As for pros & cons, what one mariner sees as a “pro” others see as a “con” but for me it’s been about atmosphere, schedule, salary & job dependability in that order. Higher salary is important but time off is equally important IMO.
You forgot the dredging industry!
Trailing suction hopper dredges (not cutterhead or bucket dredges) are almost all unlimited tonnage, equal rotations (21-21 or 28-28), good to excellent pay, paid travel, and most importantly steady work. I have been dredging since 1995 and only had one year that was slow in all that time. I’ve had guys bail when the oilfield was paying stupid money, get laid off and when they finally got back on a dredge say that it was basically a wash, as the huge day rate got averaged in with months of layoff’s. One downside is some Mate’s use dredges as a stepping stone for becoming a pilot (an obvious track), good for them, but that means we have to train another Mate!
A few of my pals worked dredge rigs. Most stayed with it, a very good point sir. Did you ever run into a former door gunner in Nam, last name Decker from Pearl River, LA? The locals near Piney Point jumped him for getting some attention from a gal that liked him more than them… Went to his truck, got an axe handle, and beat the fuck out of all three of them.President of SIU Mike Sacco had his arm around his shoulders a few weeks later at a meeting which I cannot remember the subject. Last time I saw George was on an early flight to New Orleans from Norfolk., They dragged anchor in heavy Outer Banks weather and damaged Oregon Inlet Bridge. His hands were full. Damn good fellow who left us too soon. He also worked for Dixie Carriers on the “Rebel”.

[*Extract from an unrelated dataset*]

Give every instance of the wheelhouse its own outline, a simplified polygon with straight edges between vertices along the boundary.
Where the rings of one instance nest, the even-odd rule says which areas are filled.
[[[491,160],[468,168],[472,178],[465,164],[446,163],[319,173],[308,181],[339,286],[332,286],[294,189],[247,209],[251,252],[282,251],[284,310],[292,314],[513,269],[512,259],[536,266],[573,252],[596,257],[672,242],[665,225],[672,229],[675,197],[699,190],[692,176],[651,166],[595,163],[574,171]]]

Years ago I had a friend who sailed in the oil industry. She would join the ship in California, sail up to Valdez to load, head down to Barbers Point to discharge to a buoy, then go back to California. One hundred and twenty days later she stepped off the ship. I thought it was atrocious. The whole time she was gangway up before gangway up became a term. To her it was just the job. She loved it.
Now, if you ask an MSC guy to do that they lose their shit. But an MSC guy will be months overdue and take that in stride. They’ll go home for a month and head back for another six. That’s something my friend would’t have tolerated.
So, does the square peg find a square hole? Or does the fluid take the shape of its container?
That’s why I asked the question about what attracts or repels mariners to a certain sector. Why are some people okay with the abhorrent while others will quit at the first opportunity? What are the trade-offs that make a sector okay?
Most people just fit better doing what they know. They have already adjusted their attitudes to it and organized their lives around it. Change can be difficult.
Haven’t seen any of them lately. Are there any left?
Yes there are, but nowhere near as many as in the “Golden Age” of Norwegian shipping (1960/70s) when there were >60000 active seamen in Norway, mostly on ships under Norwegian flag.
Today there are far fewer and many are working on ships under foreign flag, while many ships flying Norwegian flag (NIS) has no Norwegians on board.